ペアとは?
ぺあ
理科における「ペア」とは、互いに関係して働く二つの力や粒子など、組みとして扱われる二つの対象のことを指します。
理科(物理・化学・生物)における「ペア」は、二つのものが対をなす関係を表す概念です。文脈によって使われる場面は異なりますが、代表的なものとして物理の「作用・反作用のペア」があります。

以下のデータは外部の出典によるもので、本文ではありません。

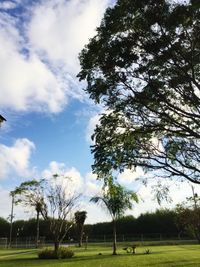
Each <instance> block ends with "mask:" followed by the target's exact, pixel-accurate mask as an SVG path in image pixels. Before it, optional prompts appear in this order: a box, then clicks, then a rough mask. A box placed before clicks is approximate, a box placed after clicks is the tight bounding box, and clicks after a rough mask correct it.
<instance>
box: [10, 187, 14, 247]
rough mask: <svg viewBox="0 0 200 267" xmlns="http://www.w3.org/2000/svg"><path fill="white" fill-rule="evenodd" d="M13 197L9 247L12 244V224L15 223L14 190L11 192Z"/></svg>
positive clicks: (11, 194)
mask: <svg viewBox="0 0 200 267" xmlns="http://www.w3.org/2000/svg"><path fill="white" fill-rule="evenodd" d="M10 195H11V197H12V205H11V214H10V236H9V247H11V245H12V225H13V218H14V215H13V211H14V203H15V193H14V192H13V191H11V192H10Z"/></svg>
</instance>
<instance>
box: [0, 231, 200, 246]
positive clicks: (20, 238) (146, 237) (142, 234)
mask: <svg viewBox="0 0 200 267" xmlns="http://www.w3.org/2000/svg"><path fill="white" fill-rule="evenodd" d="M87 242H88V243H104V245H106V244H108V245H110V243H111V242H112V235H98V236H97V235H96V236H92V235H91V236H88V240H87ZM117 242H123V243H131V242H136V243H140V244H145V243H146V242H152V243H155V244H167V243H169V244H177V243H186V242H187V243H188V242H193V243H194V242H196V241H195V240H191V238H189V237H188V236H180V235H173V234H171V235H170V234H162V233H148V234H147V233H146V234H137V235H136V234H135V235H130V234H123V235H117ZM77 243H78V242H77V240H73V239H70V240H64V242H63V244H65V245H74V244H77ZM83 243H85V240H84V239H83ZM52 245H53V241H52V240H46V239H45V237H40V242H39V246H40V247H43V246H52ZM8 246H9V241H8V238H0V247H1V248H6V247H8ZM35 246H36V241H35V237H25V238H24V237H16V238H13V239H12V242H11V247H12V248H35Z"/></svg>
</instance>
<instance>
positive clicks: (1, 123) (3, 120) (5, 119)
mask: <svg viewBox="0 0 200 267" xmlns="http://www.w3.org/2000/svg"><path fill="white" fill-rule="evenodd" d="M4 121H6V119H5V118H4V117H3V116H2V115H0V126H1V124H2V122H4Z"/></svg>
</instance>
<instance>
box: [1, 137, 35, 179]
mask: <svg viewBox="0 0 200 267" xmlns="http://www.w3.org/2000/svg"><path fill="white" fill-rule="evenodd" d="M34 148H35V145H34V143H33V142H31V141H30V140H28V139H26V138H24V139H17V140H16V141H15V143H14V144H13V146H10V147H9V146H6V145H2V144H0V178H1V179H2V178H6V177H7V176H9V174H11V173H13V172H14V173H15V174H17V175H19V176H22V177H27V176H30V175H31V173H32V171H31V170H30V166H29V165H30V162H29V161H30V157H31V153H32V151H33V150H34Z"/></svg>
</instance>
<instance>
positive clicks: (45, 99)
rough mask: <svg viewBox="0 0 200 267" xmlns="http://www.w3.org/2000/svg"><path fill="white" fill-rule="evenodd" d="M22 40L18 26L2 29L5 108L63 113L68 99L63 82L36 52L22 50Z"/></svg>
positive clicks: (0, 97)
mask: <svg viewBox="0 0 200 267" xmlns="http://www.w3.org/2000/svg"><path fill="white" fill-rule="evenodd" d="M7 26H8V25H7ZM20 42H21V40H20V36H18V33H17V31H16V29H14V28H13V27H11V26H9V27H7V29H3V28H1V30H0V43H1V47H0V66H1V77H0V88H1V89H0V105H1V108H11V109H13V110H16V111H27V110H28V111H50V112H59V111H60V110H61V109H62V106H63V105H64V104H65V101H66V99H65V92H64V90H63V89H62V87H61V84H60V83H59V81H58V80H57V78H56V77H55V75H54V74H53V73H52V72H51V71H50V70H49V69H48V67H47V66H46V65H45V64H44V63H43V62H42V61H41V60H40V59H39V57H38V56H37V55H36V54H31V55H30V56H29V57H26V56H25V55H23V54H22V53H20V51H19V50H20V48H21V47H20ZM5 96H6V97H5Z"/></svg>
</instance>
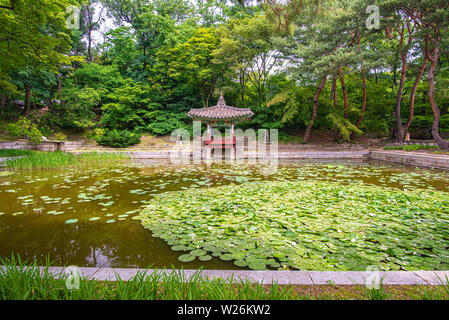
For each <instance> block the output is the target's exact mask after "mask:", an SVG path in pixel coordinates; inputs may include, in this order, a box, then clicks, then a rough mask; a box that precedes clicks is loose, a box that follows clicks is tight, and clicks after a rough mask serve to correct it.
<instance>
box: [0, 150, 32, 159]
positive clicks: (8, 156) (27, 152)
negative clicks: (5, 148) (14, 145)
mask: <svg viewBox="0 0 449 320" xmlns="http://www.w3.org/2000/svg"><path fill="white" fill-rule="evenodd" d="M32 153H33V151H31V150H19V149H0V158H1V157H17V156H28V155H30V154H32Z"/></svg>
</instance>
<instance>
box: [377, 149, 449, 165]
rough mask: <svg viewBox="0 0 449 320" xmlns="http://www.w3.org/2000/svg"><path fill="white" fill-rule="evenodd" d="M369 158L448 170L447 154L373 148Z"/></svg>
mask: <svg viewBox="0 0 449 320" xmlns="http://www.w3.org/2000/svg"><path fill="white" fill-rule="evenodd" d="M369 158H370V159H373V160H380V161H387V162H396V163H401V164H404V165H409V166H417V167H426V168H435V169H443V170H449V156H448V155H439V154H425V153H418V152H407V151H397V150H395V151H388V150H373V151H371V152H370V155H369Z"/></svg>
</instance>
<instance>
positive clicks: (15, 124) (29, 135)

ニュートンの第三法則(作用・反作用の法則)によれば、物体Aが物体Bに力を加えると、物体Bは物体Aに対して大きさが等しく方向が逆の力を同時に加えます。この二つの力は必ずペアで存在し、「作用反作用のペア」と呼ばれます。
化学では電子のペア(電子対)という概念が重要です。
- 共有電子対:原子間で共有される電子のペアで、共有結合を形成する
- 非共有電子対:共有されずに一方の原子に属するペアの電子
生物学では染色体のペア(相同染色体)が重要で、ヒトでは体細胞に23対(46本)の染色体が対として存在します。また、塩基のペア(塩基対)はDNAの二重らせん構造を形成する上で欠かせない概念です(アデニンとチミン、グアニンとシトシンがペアを形成する)。
このように「ペア」は理科の様々な分野で、切っても切り離せない二者関係を示す重要な概念として登場します。
使い方・例文
物理の授業では「床が人を押し上げる力」と「人が床を押し下げる力」が作用・反作用のペアとして説明されることが多いです。